There is a certain percentage of the population that falls into the category of being highly sensitive. The good news is that being highly sensitive gives you added insight and experience into a lot of different situations. The bad news is that most highly sensitive people suffer from not being able to “handle” the experience and information that comes to them through their sensitivity. They become distressed in situations where less sensitive people have no reaction at all.
Over stimulation physically, mentally and emotionally are common among the highly sensitive. Because of this over stimulation there is a pressing need to rest and recharge on a regular basis where if that need is ignored often times it results in depression, sadness and anxiety to name just a few conditions. Some people are so sensitive that they over empathize with people and actually experience what the other people are experiencing. If they are with positive, healthy people then that is a good thing but all too often they fall prey to their over sensitivity/empathizing in negative situations and experience the negativity coming from other people , things and places. Healthcare providers are particularly susceptible to this and many of them actually take on the physical, mental and emotional distress their patients present with.

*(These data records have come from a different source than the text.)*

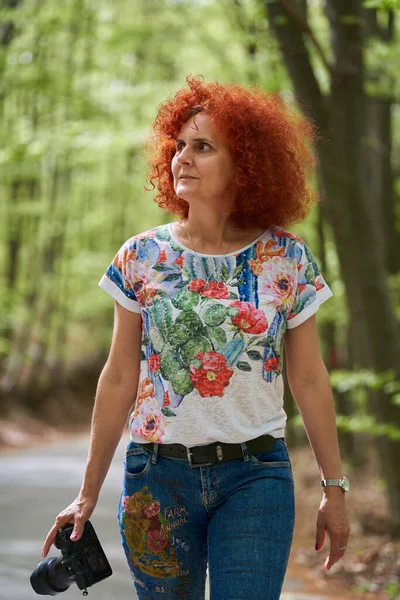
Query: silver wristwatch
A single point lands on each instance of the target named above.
(344, 483)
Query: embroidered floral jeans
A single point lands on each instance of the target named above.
(235, 517)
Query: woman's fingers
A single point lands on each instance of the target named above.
(60, 522)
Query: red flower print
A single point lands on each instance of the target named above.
(152, 509)
(213, 376)
(157, 541)
(214, 289)
(249, 318)
(196, 285)
(154, 362)
(178, 261)
(272, 364)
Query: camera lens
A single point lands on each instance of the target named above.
(50, 577)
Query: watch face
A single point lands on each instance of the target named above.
(346, 484)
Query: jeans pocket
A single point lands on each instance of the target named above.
(260, 460)
(277, 457)
(137, 462)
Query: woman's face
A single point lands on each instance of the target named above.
(203, 166)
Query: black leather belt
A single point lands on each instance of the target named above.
(214, 453)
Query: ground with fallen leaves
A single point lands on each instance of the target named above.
(370, 569)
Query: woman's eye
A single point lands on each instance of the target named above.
(201, 146)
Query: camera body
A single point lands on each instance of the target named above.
(82, 561)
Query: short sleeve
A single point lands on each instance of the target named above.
(312, 290)
(122, 277)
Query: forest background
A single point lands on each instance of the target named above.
(80, 84)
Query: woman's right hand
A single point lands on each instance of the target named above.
(77, 513)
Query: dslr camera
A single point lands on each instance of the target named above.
(82, 562)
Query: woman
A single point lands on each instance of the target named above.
(203, 307)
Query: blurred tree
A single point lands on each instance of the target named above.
(364, 242)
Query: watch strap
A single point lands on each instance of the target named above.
(326, 482)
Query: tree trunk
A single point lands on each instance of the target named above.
(363, 267)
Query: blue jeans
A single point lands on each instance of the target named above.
(238, 516)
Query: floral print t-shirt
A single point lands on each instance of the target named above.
(211, 362)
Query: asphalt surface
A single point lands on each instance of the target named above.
(35, 484)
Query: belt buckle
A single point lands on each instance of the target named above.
(192, 464)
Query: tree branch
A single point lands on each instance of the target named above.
(304, 26)
(289, 34)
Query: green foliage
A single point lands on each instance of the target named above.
(382, 4)
(393, 590)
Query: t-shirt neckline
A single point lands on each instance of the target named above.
(235, 252)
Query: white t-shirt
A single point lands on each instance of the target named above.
(212, 356)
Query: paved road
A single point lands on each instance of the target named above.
(34, 486)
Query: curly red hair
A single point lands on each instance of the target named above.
(270, 141)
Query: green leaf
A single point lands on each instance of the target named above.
(167, 412)
(172, 277)
(254, 355)
(160, 267)
(243, 366)
(224, 272)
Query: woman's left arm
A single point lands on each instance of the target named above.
(310, 385)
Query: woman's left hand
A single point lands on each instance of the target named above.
(332, 518)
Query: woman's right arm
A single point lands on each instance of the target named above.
(115, 395)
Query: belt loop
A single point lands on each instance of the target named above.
(245, 452)
(154, 455)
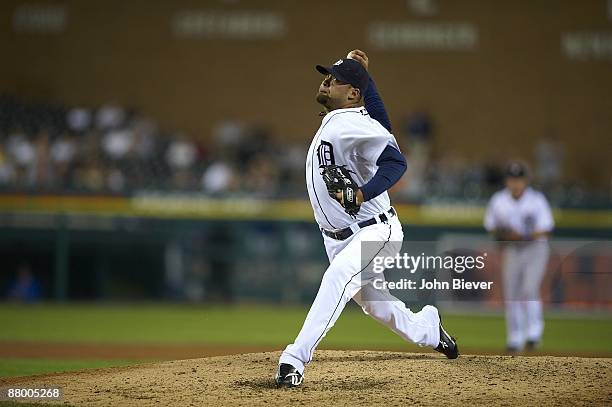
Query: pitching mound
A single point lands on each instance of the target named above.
(342, 378)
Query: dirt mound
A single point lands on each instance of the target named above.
(342, 378)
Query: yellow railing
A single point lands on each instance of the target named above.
(167, 206)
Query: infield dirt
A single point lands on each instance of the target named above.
(342, 378)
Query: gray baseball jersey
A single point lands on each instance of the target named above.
(346, 137)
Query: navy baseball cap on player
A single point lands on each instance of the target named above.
(516, 169)
(349, 71)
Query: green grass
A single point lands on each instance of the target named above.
(253, 325)
(265, 325)
(26, 367)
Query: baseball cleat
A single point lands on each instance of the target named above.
(447, 345)
(288, 376)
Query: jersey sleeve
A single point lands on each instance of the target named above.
(490, 221)
(367, 143)
(545, 221)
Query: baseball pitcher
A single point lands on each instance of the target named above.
(352, 161)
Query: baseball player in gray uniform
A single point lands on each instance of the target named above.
(352, 161)
(520, 218)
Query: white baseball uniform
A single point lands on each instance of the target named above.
(523, 264)
(351, 137)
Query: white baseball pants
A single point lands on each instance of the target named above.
(523, 270)
(346, 278)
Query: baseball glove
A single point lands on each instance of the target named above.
(341, 187)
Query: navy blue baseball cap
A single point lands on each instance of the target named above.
(516, 169)
(349, 71)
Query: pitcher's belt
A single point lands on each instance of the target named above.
(344, 234)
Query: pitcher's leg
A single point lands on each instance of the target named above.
(421, 327)
(340, 283)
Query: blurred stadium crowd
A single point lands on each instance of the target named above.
(50, 148)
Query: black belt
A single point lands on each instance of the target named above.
(348, 232)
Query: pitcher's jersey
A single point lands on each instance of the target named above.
(530, 213)
(346, 137)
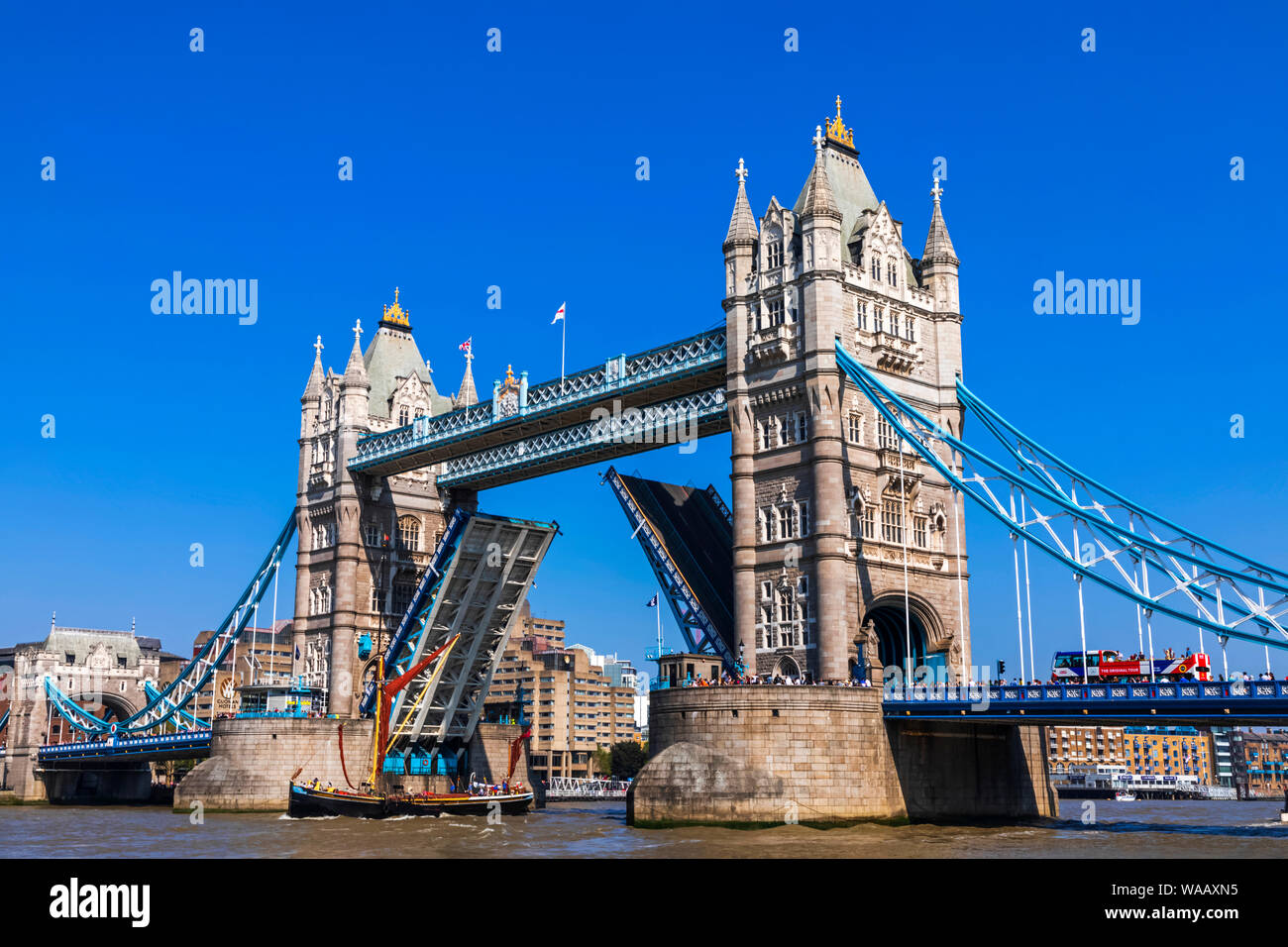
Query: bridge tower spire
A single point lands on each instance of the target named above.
(825, 509)
(739, 252)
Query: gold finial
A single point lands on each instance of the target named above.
(836, 129)
(395, 315)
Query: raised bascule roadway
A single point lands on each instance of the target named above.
(841, 556)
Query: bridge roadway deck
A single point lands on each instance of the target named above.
(166, 746)
(1253, 702)
(665, 373)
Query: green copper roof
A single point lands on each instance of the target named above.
(390, 356)
(850, 188)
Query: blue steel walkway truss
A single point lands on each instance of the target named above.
(630, 403)
(170, 703)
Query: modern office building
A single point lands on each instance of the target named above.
(565, 693)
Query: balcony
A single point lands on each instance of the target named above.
(894, 355)
(774, 344)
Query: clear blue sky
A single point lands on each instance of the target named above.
(518, 169)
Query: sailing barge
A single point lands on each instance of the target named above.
(308, 800)
(312, 799)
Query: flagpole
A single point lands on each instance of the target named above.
(658, 607)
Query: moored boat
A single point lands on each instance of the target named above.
(308, 800)
(370, 800)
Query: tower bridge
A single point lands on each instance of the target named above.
(841, 553)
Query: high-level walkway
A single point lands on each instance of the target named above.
(626, 405)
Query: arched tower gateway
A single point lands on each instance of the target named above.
(828, 510)
(364, 544)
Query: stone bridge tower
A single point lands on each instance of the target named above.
(829, 514)
(364, 541)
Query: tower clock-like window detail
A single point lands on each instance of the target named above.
(408, 534)
(776, 312)
(404, 587)
(855, 428)
(774, 254)
(868, 521)
(892, 521)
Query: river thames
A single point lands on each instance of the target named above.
(596, 830)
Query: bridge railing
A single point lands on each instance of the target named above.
(124, 746)
(1158, 690)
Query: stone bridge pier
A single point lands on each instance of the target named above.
(768, 755)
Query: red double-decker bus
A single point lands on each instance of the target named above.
(1111, 665)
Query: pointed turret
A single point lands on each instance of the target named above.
(314, 384)
(356, 371)
(742, 224)
(939, 262)
(468, 394)
(818, 189)
(939, 245)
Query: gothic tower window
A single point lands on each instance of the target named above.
(892, 521)
(868, 521)
(776, 312)
(802, 427)
(855, 428)
(887, 438)
(404, 586)
(408, 534)
(774, 253)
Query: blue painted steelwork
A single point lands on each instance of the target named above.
(700, 633)
(193, 678)
(618, 376)
(165, 745)
(1228, 702)
(184, 716)
(1227, 595)
(402, 646)
(690, 416)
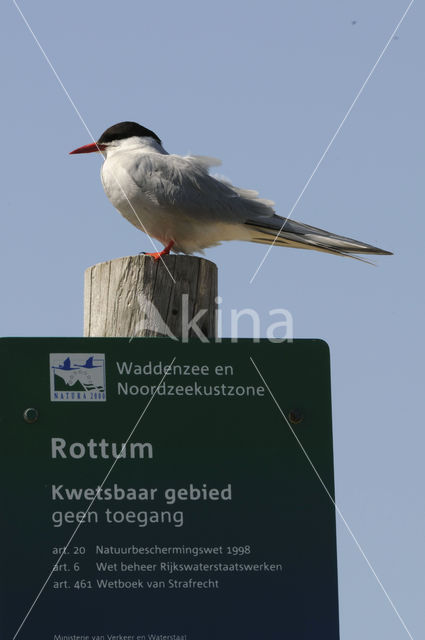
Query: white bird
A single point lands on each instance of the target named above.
(175, 200)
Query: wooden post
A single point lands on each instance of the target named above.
(138, 296)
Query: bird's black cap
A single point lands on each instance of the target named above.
(124, 130)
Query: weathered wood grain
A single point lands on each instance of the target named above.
(136, 296)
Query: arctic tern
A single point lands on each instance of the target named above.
(175, 200)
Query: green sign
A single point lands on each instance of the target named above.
(154, 490)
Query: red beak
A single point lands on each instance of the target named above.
(89, 148)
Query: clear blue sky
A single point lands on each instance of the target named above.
(263, 86)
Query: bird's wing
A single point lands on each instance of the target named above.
(185, 184)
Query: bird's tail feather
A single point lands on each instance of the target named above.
(289, 233)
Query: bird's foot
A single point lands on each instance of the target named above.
(157, 255)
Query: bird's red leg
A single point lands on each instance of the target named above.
(158, 254)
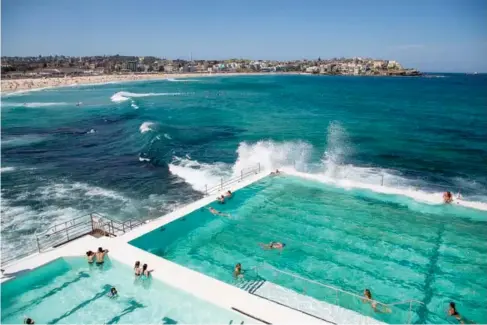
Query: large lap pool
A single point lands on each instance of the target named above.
(351, 239)
(68, 291)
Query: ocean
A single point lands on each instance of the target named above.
(141, 149)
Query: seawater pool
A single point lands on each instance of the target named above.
(69, 291)
(398, 248)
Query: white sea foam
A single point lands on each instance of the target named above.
(199, 174)
(134, 105)
(146, 127)
(181, 80)
(34, 104)
(122, 96)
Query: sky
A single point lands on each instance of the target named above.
(429, 35)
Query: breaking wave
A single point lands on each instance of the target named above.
(122, 96)
(295, 157)
(146, 127)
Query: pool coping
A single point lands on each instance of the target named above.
(198, 284)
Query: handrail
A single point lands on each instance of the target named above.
(224, 183)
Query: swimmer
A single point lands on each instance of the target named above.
(447, 197)
(368, 296)
(145, 271)
(100, 256)
(452, 311)
(137, 269)
(113, 293)
(90, 256)
(237, 272)
(273, 245)
(217, 213)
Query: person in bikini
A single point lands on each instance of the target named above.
(137, 269)
(452, 311)
(145, 271)
(90, 257)
(100, 256)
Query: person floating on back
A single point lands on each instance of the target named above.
(447, 197)
(100, 256)
(452, 311)
(273, 245)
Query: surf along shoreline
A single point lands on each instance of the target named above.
(12, 86)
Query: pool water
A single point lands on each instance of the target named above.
(352, 239)
(68, 291)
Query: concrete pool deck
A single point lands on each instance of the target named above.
(262, 310)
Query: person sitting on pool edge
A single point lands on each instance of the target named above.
(90, 256)
(273, 245)
(100, 256)
(237, 272)
(452, 311)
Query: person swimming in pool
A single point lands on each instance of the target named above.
(113, 293)
(217, 213)
(100, 256)
(273, 245)
(137, 269)
(237, 272)
(368, 298)
(145, 271)
(90, 257)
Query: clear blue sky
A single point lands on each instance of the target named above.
(431, 35)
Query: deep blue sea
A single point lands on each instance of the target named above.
(140, 149)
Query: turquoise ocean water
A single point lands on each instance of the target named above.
(140, 149)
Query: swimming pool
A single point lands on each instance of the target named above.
(68, 291)
(398, 248)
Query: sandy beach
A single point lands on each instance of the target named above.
(17, 85)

So how does the sensitive person toughen up? I’ve found that many highly sensitive people lack a core focus. What I mean by that is that they are not centered and connected to themselves and bodies. When our attention is not in our bodies it tends to drift and many times it drifts into negative situations. At that point the highly sensitive person will mistake someone or something else’s experience for their own. When that happens the highly sensitive person will absorb the “other” experience.
Until lately there has been no widely available training to help highly sensitive people “toughen up” and create a solid centered core in their own body. Mindfulness is the training that connects people to their own bodies and allows them to remain connected in the face of negativity. A mindful person will recognize and experience negativity as something other than who they really are and by focusing on the anchor of their own body will be able to “toughen up” and not be susceptible to the negativity coming from elsewhere. Mindfulness, or keeping ones’s attention in the present moment by being fully connected to the body has been around for a long time but has only relatively recently become known enough to be available to the broader population. Helping highly sensitive people “toughen up “ is only one of the many reasons to practice being present.
Toughening up is for losers. I say be hypersensitive all the time.
Mindfulness training can blend “toughness” and sensitivity without losing one’s center and connection to the body.